To classify the tomato as a vegetable, protein, or fruit, we'll begin by assigning the tomato, the food type of its single nearest neighbor. This is called 1-NN classification because k = 1. The orange is the nearest neighbor to the tomato, with a distance of 1.4. As orange is a fruit, the 1-NN algorithm would classify tomato as a fruit.

If we use the k-NN algorithm with k = 3 instead, it performs a vote among the three nearest neighbors: orange, grape, and nuts. Since the majority class among these neighbors is fruit (two of the three votes), the tomato again is classified as a fruit.

Choosing an appropriate k

The decision of how many neighbors to use for k-NN determines how well the model will generalize to future data. The balance between overfitting and underfitting the training data is a problem known as bias-variance tradeoff. Choosing a large k reduces the impact or variance caused by noisy data, but can bias the learner so that it runs the risk of ignoring small, but important patterns.

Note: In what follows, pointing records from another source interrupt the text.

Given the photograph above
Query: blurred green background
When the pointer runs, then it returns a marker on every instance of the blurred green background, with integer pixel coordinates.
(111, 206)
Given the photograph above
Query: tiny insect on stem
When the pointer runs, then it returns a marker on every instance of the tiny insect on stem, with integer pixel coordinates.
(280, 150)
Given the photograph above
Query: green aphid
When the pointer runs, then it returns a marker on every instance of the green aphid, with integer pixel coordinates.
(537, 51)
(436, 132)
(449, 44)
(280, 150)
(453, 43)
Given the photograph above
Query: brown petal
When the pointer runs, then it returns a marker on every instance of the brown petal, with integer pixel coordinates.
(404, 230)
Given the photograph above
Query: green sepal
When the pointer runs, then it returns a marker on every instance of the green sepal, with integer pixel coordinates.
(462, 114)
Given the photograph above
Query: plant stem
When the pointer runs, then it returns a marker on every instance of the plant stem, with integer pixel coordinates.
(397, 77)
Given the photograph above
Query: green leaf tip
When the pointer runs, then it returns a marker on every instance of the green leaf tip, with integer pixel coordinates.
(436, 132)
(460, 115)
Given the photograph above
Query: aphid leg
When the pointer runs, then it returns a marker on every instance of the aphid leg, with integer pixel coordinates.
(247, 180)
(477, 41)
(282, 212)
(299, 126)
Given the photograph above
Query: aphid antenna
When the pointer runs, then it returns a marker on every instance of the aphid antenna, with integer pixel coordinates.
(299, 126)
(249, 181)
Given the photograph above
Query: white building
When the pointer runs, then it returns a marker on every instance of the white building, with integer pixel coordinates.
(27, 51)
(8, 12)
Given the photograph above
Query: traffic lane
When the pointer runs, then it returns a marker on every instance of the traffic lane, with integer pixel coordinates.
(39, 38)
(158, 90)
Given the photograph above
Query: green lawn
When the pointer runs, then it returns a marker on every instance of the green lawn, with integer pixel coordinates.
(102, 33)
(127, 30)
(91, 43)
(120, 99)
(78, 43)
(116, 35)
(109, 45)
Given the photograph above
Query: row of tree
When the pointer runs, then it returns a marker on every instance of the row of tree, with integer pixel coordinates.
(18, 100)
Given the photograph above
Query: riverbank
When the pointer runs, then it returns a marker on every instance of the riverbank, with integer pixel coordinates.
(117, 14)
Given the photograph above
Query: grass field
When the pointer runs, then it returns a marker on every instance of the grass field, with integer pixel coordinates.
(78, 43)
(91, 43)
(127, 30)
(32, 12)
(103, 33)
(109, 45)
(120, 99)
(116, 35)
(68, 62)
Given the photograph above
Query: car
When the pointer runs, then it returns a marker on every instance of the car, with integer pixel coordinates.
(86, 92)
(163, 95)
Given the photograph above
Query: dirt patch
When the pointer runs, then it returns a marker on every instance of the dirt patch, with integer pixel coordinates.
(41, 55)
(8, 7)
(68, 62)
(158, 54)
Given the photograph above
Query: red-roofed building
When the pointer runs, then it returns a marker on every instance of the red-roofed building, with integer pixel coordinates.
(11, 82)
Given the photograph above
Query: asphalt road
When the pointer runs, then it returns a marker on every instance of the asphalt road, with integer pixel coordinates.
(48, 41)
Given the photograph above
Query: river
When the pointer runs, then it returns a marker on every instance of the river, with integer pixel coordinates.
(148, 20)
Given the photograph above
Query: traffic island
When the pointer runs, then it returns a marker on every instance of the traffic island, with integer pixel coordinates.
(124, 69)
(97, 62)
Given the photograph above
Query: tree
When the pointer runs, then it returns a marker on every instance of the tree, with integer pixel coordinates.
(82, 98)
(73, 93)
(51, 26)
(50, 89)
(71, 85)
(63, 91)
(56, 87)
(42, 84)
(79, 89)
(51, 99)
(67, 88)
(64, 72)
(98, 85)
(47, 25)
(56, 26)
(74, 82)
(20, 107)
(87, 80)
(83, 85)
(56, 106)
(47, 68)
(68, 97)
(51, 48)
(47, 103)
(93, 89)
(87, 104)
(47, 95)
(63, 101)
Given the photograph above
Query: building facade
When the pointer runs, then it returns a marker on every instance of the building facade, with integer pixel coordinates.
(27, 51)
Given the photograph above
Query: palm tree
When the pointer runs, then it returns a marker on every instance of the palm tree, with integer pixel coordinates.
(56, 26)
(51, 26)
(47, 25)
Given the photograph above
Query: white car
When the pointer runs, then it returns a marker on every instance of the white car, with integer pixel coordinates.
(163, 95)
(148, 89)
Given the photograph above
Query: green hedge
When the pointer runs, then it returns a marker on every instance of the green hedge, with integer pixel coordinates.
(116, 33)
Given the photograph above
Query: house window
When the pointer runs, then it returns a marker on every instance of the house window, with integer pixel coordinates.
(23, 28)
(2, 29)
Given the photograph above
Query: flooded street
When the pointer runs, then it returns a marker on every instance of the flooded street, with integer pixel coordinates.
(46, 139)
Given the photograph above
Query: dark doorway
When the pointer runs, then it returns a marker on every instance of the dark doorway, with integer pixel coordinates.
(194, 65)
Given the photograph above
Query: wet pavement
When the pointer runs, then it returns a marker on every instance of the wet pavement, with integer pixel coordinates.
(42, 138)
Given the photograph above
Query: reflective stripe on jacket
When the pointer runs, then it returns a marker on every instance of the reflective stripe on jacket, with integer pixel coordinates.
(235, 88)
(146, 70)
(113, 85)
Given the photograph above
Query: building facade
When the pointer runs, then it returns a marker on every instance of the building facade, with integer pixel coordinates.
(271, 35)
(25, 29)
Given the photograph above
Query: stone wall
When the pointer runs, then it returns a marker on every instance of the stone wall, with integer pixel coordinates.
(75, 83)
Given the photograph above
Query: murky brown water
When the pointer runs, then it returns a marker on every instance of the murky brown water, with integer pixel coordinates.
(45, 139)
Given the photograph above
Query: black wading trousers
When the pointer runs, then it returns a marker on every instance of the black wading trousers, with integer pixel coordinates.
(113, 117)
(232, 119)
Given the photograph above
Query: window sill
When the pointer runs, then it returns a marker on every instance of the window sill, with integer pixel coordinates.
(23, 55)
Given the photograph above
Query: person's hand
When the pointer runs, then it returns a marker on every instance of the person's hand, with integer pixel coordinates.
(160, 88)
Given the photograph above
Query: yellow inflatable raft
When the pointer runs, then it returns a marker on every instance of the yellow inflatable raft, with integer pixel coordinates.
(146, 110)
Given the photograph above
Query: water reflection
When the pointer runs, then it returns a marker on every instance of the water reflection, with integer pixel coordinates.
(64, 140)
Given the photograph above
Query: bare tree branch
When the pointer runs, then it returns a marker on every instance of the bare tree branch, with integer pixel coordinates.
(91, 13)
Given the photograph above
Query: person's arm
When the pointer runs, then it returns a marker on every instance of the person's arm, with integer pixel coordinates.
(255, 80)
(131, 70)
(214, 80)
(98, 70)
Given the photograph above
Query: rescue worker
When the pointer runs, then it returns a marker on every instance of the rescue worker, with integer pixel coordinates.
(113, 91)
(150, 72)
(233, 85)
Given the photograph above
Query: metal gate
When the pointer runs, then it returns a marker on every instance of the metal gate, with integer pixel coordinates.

Suppose we took the extreme stance of setting a very large k, as large as the total number of observations in the training data. With every training instance represented in the final vote, the most common class always has a majority of the voters. The model would consequently always predict the majority class, regardless of the nearest neighbors.

On the opposite extreme, using a single nearest neighbor allows the noisy data or outliers to unduly influence the classification of examples. For example, suppose some of the training examples were accidentally mislabeled. Any unlabeled example that happens to be nearest to the incorrectly labeled neighbor will be predicted to have the incorrect class, even if nine other nearest neighbors would have voted differently.

Obviously, the best k value is somewhere between these two extremes.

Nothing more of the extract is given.